AWS IAM Identity Center (successor to AWS Single Sign-On) Region availability - AWS IAM Identity Center (successor to AWS Single Sign-On)

AWS IAM Identity Center (successor to AWS Single Sign-On) Region availability

IAM Identity Center is available in several commonly used AWS Regions. This availability makes it easier for you to configure user access to multiple AWS accounts and business applications. When your users sign in to the AWS access portal, they can select the AWS account to which they have permissions, and then access the AWS Management Console. For a full list of the Regions that IAM Identity Center supports, see IAM Identity Center endpoints and quotas.

Note

When you create a user or when a user verifies their email while operating in the AWS GovCloud (US-East) Region, AWS GovCloud (US-East) makes cross-region API calls to send emails to AWS GovCloud (US-West). In these cross-region calls, user attributes include email, directory ID, user ID, user name, first and last name, and account in AWS Organizations.

IAM Identity Center Region data

When you first enable IAM Identity Center, all the data that you configure in IAM Identity Center is stored in the Region where you configured it. This data includes directory configurations, permission sets, application instances, and user assignments to AWS account applications. If you are using the IAM Identity Center identity store, all users and groups that you create in IAM Identity Center are also stored in the same Region. We recommend that you install IAM Identity Center in a Region that you intend to keep available for users, not a Region that you might need to disable.

AWS Organizations supports only one AWS Region at a time. To enable IAM Identity Center in a different Region, you must first delete your current IAM Identity Center configuration. Switching to a different Region also changes the URL for the AWS access portal, and you must reconfigure all permission sets and assignments.

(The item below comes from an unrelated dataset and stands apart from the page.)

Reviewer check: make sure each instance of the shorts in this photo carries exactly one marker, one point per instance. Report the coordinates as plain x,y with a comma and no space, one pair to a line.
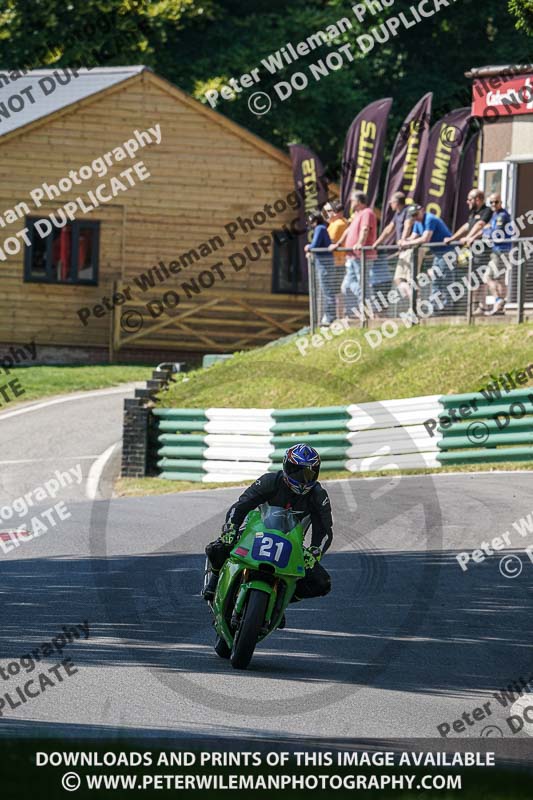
404,266
496,267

Most AWS Regions are enabled for operations in all AWS services by default. Those Regions are automatically activated for use with IAM Identity Center. Some Regions, such as the Europe (Milan) Region, must be manually enabled. When you enable IAM Identity Center for a management account in a manually enabled Region, the following IAM Identity Center metadata for any member accounts is stored in the Region.

  • Account ID

  • Account name

  • Account email

  • Amazon Resource Names (ARNs) of the IAM roles that IAM Identity Center creates in the member account

If you disable a Region in which IAM Identity Center is installed, IAM Identity Center is also disabled. After IAM Identity Center is disabled in a Region, users in that Region won’t have single sign-on access to AWS accounts and applications. AWS retains the data in your IAM Identity Center configuration for at least 10 days. If you re-enable IAM Identity Center within this time frame, your IAM Identity Center configuration data will still be available in the Region.

To re-enable IAM Identity Center in Regions that must be manually enabled, you must re-enable the Region. Because IAM Identity Center must reprocess all paused events again, re-enabling IAM Identity Center might take some time.

Note

IAM Identity Center can manage access only to the AWS accounts that are enabled for use in a Region. To manage access across all accounts in your organization, enable IAM Identity Center in the management account in a Region that is automatically activated for use with IAM Identity Center.

For more information about enabling and disabling AWS Regions, see Managing AWS Regions in the AWS General Reference.

Delete your IAM Identity Center configuration

When an IAM Identity Center configuration is deleted, all the data in that configuration is deleted and can't be recovered. The following table describes what data is deleted based on the directory type that is currently configured in IAM Identity Center.

What data gets deleted

Connected directory

(AWS Managed Microsoft AD or AD Connector)

IAM Identity Center identity store

All permission sets you have configured for AWS accounts

X X

All applications you have configured in IAM Identity Center

X X
All user assignments you have configured for AWS accounts and applications X X
All users and groups in the directory or store N/A X

Use the following procedure when you need to delete your current IAM Identity Center configuration.

To delete your IAM Identity Center configuration

  1. Open the IAM Identity Center console.

  2. In the left navigation pane, choose Settings.

  3. On the Settings page, choose Delete.

  4. In the Delete IAM Identity Center configuration dialog, select each of the check boxes to acknowledge you understand that your data that will be deleted. Type DELETE in the text box, and then choose Confirm.